Alkaline Phosphatase and Phospholipase C Assays

1. Grow bacteria overnight in Pi sufficient and Pi deficient media.
2. Read OD₆₀₀ of overnight culture. One OD₆₀₀ unit = 0.3 mg protein.
3. Pellet 1 ml of culture in microfuge (5 min).

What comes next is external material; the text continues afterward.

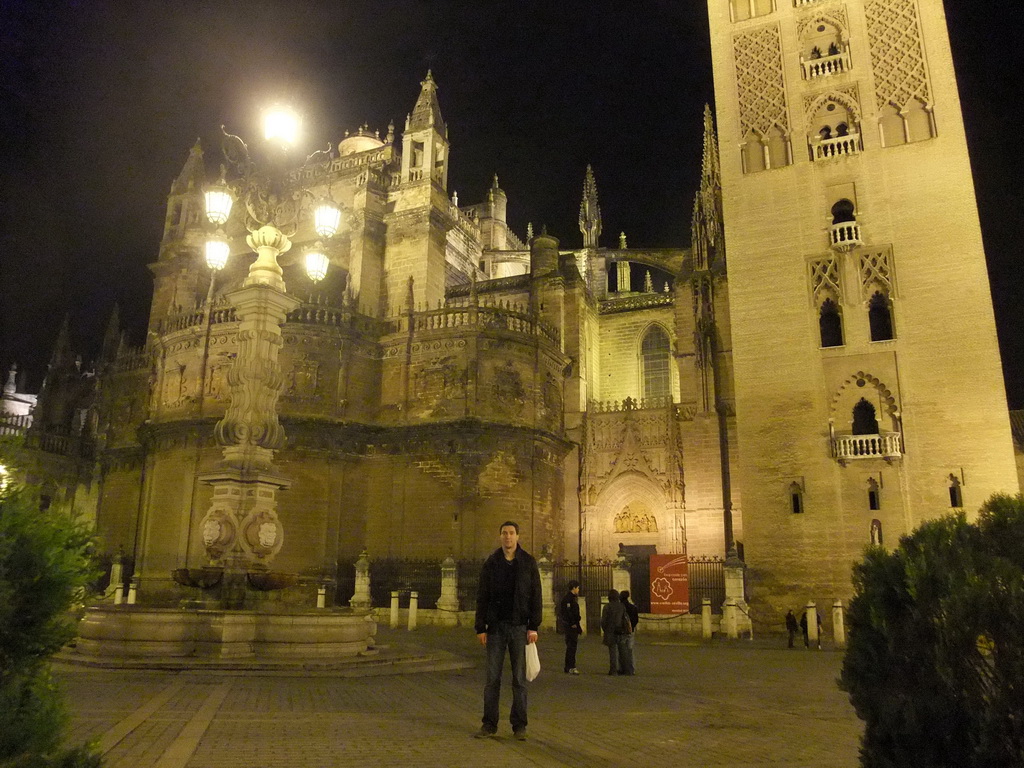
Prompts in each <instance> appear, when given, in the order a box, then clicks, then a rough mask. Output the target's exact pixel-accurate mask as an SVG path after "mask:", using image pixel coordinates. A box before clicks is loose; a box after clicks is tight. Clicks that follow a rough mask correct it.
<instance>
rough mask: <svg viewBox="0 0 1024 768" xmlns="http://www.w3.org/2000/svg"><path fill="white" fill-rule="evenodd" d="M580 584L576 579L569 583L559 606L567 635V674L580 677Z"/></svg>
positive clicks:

Save supernatant.
4. Add 500 µl of resulting supernatant to 500 µl of alkaline phosphatase substrate or phospholipase C substrate.
   

   Alakaline phosphatase substrate:

   • 2 mg/ml of p-nitrophenyl phosphate
   • One Sigma 104 tablet (5mg) per 2.5 ml of 0.1 M Tris-HCl, pH 8.5

   Phospholipase C substrate:

   • 6 mg/ml nitro-phenylphosphorylcholine
   • 0.25 M Tris-HCl pH 7.3
   • 60% (v/v) glycerol
5. Follow the A₄₁₀ “absorbance change” using the Perkin-Elmer spectrophotometer and attached chart recorder. 1-2 min is enough.
6. Let one sample hydrolyse the substrate to completion (i.e. no more change in absorbance) then read the A₄₁₀. This is the A₄₁₀ FINAL which is used to calculate the extinction coefficient.

Calculations:

One OD₆₀₀ culture = 0.3 mg/ml proteinMW Phospholipase C substrate = 304.2; 3 mg/ml final concentration = 9.9 umoles/ml

MW Alkaline phosphate substrate = 263.1;
1 mg/ml final concentration = 3.8 umoles/ml

Extinction coefficient = umoles substrate hydrolyzed/A₄₁₀ FINAL
(e.g. for APase: Ext. coef. = 3.8 umoles/A₄₁₀ FINAL)

Enzyme Activity = A₄₁₀ “absorbance change”/min x Extinction coefficient/mg protein = umoles substrate hydrolyzed/min./mg protein.